Ertan Armağan
Son zamanlarda Ege’nin çeşitli yerlerine geziler yaptım. Tarihe ilgili olduğum için çeşitli antik kentleri gezdim. Özellikle eski Yunan Medeniyetinin yaşadığı Afrodisias, Milet, Efes gibi büyük ören yerleri; Likya Birliği ve Lidyalıların yaşadığı Sardes, Patara, Teos gibi nispeten daha küçük ören yerlerini de ziyaret ettim. Elbette çok şey öğrendim. Tarihi dokuları, benzersiz yapıları ve insanlık medeniyetine katkıları bakımından bu antik kentler çok önemlidir. Bin yıldan uzun süredir bizim hüküm sürdüğümüz bu topraklar, benim ziyaret ettiğim yerler dışında da birçok kadim uygarlığa ev sahipliği yapmıştır. Hititler, Frigler, Urartular ve niceleri…
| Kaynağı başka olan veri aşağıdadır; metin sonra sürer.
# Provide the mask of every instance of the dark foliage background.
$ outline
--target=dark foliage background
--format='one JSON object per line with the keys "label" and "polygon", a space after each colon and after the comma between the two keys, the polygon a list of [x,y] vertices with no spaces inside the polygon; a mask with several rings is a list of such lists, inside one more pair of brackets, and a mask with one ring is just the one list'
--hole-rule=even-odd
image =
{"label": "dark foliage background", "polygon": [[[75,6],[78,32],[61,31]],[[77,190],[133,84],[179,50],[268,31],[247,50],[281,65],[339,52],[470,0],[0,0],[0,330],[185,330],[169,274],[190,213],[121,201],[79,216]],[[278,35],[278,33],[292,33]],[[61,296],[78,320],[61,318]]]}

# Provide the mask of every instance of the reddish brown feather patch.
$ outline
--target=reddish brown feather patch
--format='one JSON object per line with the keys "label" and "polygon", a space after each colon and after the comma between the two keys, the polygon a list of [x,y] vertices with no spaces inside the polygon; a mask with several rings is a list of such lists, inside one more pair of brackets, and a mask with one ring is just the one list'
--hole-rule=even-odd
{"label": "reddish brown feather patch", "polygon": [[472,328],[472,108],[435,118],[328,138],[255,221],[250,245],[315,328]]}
Balıkesir’den, Antalya’ya kadar gördüğüm çoğu il ve ilçemizde Kuva-yi Milliye müzelerini de gezdim. Kara Fatma, Demirci Mehmet Efe, Yörük Ali Efe ve nice isimsiz kahramanı daha iyi tanıdım ve anladım. Biz Kurtuluş Savaşı’nı sadece Yunan’a karşı değil, onun temsil ettiği zihniyete karşı da vermişiz. Kendi köklerinin bulunduğu bu toprakları almak için en zayıf anımızda, karşımıza tüm güçlerle birlikte gelmelerinin sebebi de buymuş. Dünyanın en güzel coğrafyalarından birinden çıkarmak istemişler bizi. Kendi atalarının sahip oldukları nimetleri yeniden elde etmek istemişler.
Kan kırmızı bir bayrak, engel oldu bütün saldırılara. Bizim atalarımızın ataları kanlarını döktüler ve bu dünyanın en güzel yurdunu bize bıraktılar. Bizim atalarımızsa o kırmızı bayrağımızı yere düşürmeden savundular bu toprakları. Ben ne zaman görsem o güzel kırmızıyı, şükran duyarım o şanlı kahramanlara. Ne zaman görsem o şanlı kırmızı bayrağımızı, umutlarım hep tazelenir. O kırmızı ki şehitlerimizin kanıdır. O, beyaz hilal ve yıldızı sarmalayan ve tüm dünyaya adeta: “Bu yurt bizim!” diye seslenen kırmızı sıradan bir renk değildir. Bütün ülkemizin, çocuklarımızın ve yarınlarımızın rengidir.